Le film n'est pas un documentaire mais il se déroule sur les terres souveraines des Oglala Lakota dans le Dakota du Sud et j'ai tenu à aller chercher des informations pour m'assurer de ce que j'avais vu tant ce film désespérant, sans espoir (ben oui désespérant) m'a secouée. Si vous voulez constater par vous-mêmes sans lire de texte, vous trouverez ICI*,1009 photos qui donnent un aperçu de la réalité. Je voulais vérifier de quelle réalité, de quelle époque, de quelle histoire je venais d'être le témoin. Elle se déroule aujourd'hui dans une sorte de quart monde et néanmoins dans le pays le plus riche du monde.

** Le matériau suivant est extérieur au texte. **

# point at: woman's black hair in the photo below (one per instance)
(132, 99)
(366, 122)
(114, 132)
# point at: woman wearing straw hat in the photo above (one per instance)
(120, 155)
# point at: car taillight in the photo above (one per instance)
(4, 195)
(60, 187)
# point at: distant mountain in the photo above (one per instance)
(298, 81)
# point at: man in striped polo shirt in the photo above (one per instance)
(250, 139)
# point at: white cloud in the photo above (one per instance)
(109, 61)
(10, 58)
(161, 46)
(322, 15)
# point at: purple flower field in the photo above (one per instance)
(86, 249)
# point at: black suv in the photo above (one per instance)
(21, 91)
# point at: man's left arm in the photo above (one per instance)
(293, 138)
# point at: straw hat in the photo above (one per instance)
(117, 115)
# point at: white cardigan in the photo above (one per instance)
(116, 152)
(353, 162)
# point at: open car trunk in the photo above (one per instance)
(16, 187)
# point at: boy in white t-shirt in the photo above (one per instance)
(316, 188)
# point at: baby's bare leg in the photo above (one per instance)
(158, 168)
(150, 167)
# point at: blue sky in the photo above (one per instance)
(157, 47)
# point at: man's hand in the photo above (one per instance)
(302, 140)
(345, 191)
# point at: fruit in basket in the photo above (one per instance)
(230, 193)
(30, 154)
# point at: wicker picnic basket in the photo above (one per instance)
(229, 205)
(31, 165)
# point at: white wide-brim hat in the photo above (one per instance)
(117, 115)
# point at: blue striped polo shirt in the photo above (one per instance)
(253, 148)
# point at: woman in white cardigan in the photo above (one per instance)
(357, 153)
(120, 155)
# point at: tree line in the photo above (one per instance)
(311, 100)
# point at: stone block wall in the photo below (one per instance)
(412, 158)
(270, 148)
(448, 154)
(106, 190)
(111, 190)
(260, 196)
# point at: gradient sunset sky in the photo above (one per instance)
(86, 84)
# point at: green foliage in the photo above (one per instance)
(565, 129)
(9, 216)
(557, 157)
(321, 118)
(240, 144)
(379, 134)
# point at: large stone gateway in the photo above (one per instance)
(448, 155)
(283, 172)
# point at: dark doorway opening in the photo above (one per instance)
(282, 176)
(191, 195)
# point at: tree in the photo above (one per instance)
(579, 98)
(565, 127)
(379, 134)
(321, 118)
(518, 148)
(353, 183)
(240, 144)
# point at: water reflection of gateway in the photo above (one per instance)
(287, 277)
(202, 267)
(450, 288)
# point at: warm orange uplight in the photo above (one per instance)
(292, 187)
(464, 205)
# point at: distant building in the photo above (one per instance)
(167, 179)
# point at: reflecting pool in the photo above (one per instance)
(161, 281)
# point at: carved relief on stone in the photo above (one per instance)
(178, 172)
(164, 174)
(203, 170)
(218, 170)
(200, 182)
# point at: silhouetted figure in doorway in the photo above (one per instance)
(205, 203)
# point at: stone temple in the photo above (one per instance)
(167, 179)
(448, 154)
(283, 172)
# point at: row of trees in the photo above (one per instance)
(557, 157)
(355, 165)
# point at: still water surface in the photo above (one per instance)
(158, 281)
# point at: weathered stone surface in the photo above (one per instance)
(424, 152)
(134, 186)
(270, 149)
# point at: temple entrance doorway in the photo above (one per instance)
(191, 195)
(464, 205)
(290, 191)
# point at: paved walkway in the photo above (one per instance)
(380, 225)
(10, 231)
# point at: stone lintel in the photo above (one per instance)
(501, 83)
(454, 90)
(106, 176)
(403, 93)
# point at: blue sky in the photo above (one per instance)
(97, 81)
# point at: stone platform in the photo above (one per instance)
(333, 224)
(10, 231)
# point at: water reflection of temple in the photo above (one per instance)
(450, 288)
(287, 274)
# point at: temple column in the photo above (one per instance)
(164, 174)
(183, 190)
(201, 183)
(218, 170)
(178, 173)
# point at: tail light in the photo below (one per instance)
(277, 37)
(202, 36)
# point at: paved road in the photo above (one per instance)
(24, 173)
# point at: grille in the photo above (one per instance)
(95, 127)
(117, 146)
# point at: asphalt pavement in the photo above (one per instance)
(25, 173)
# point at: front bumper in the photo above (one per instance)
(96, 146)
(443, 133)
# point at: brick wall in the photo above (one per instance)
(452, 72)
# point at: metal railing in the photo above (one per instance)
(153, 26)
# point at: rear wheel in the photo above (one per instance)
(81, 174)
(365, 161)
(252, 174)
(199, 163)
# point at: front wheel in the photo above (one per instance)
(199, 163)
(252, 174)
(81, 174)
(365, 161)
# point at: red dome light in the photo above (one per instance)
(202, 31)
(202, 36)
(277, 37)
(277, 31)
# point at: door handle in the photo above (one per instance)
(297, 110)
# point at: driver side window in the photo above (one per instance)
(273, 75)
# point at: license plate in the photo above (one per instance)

Une semaine sans aller au cinéma, c'est rare. Mais plus rien ne me donnait envie de me déplacer (merci Cannes !). Bien qu'éprouvant, je suis contente d'avoir vu ce film qui risque de passer légèrement inaperçu bien qu'il ait reçu la Caméra d'Or (récompensant un premier film) à Cannes en 2022. C'est étonnant de voir à la réalisation à deux têtes, Riley Keough fille et petite-fille de feux Lisa-Marie et Elvis. Encore une preuve qu'il ne faut pas s'arrêter aux a priori et préjugés.
Nous suivons ici quelques mois du parcours de Bill 23 ans sans travail, déjà père de deux enfants de deux mères différentes et celui de Matho 12 ans, petite graine de délinquant (dealer) aux prises avec un père constamment défoncé et violent qui n'hésitera pas à le mettre dehors. Devenu SDF Matho se réfugie en lui offrant une plume chez une dame qui apparemment recueille (et utilise pour son commerce douteux) les chiens perdus sans collier. Elle lui assure le gîte et le couvert sous certaines conditions, ne jamais mentir, aller à l'école. Allez savoir pourquoi cette réplique : "Tu ne ramènes pas tes ennuis dans mon tipi" m'a bouleversée. Le fait que cette femme parle de sa maison comme d'un tipi m'a balancé au visage toute la tragédie des amérindiens, les natifs du continent américain. L'abandon dont ce peuple fait l'objet me fait penser que les gouvernements successifs comptent simplement sur une extinction naturelle.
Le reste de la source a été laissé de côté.